Paul Dognin (10 May 1847 – 10 August 1931) was a French entomologist who specialised in the Lepidoptera of South America.
Dognin named 101 new genera of moths.

He was a member of the Royal Belgian Entomological Society and life member of the Société entomologique de France.

Part of his collection was purchased by James John Joicey in 1921. The 82,000 other specimens (including 3,000 Dognin types and over 300 Thierry-Mieg types) were sold in 1926 to William Schaus, who then donated it to National Museum of Natural History in Washington, DC.

==Publications==
Printed by Charles Oberthür
- Catalogue des Geometridae de l'Amerique Centrale et du Sud.
- Hétérocères nouveaux de l'Amérique du Sud. Fascicule 1. (1910)
- Hétérocères nouveaux de l'Amérique du Sud.

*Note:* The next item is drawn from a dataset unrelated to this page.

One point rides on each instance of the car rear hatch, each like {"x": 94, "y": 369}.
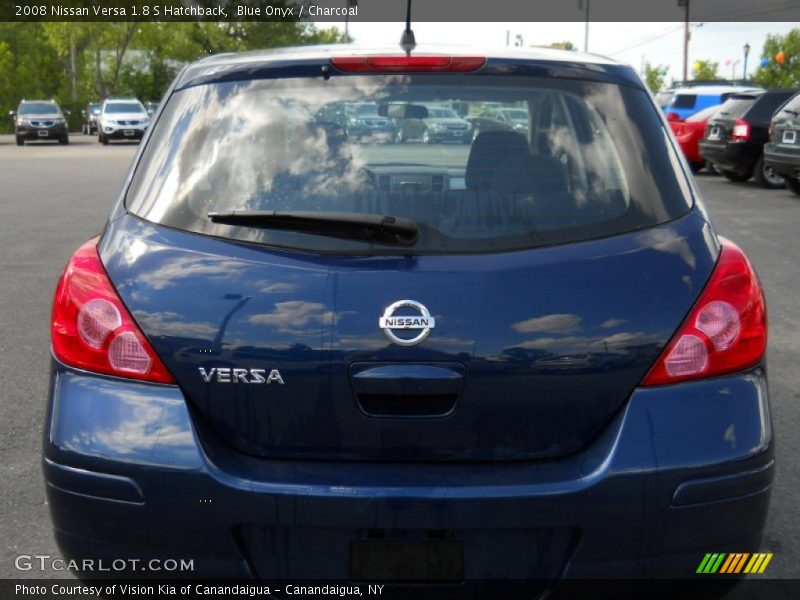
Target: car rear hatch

Fascicule 3. (1911)
- Hétérocères nouveaux de l'Amérique du Sud. Fascicule 5. (1912)
- Hétérocères nouveaux de l'Amérique du Sud. Fascicule 6. (1912)
- Hétérocères nouveaux de l'Amérique du Sud. Fascicule 7. (1914)
- Hétérocères nouveaux de l'Amérique du Sud. Fascicule 8. (1914)
- Hétérocères nouveaux de l'Amérique du Sud. Fascicule 9. (1916)
- Note sur la faune des Lépidoptères de Loja et environs (Équateur). Description d'espèces nouvelles. (1887–1894). 3 parts 10 plates.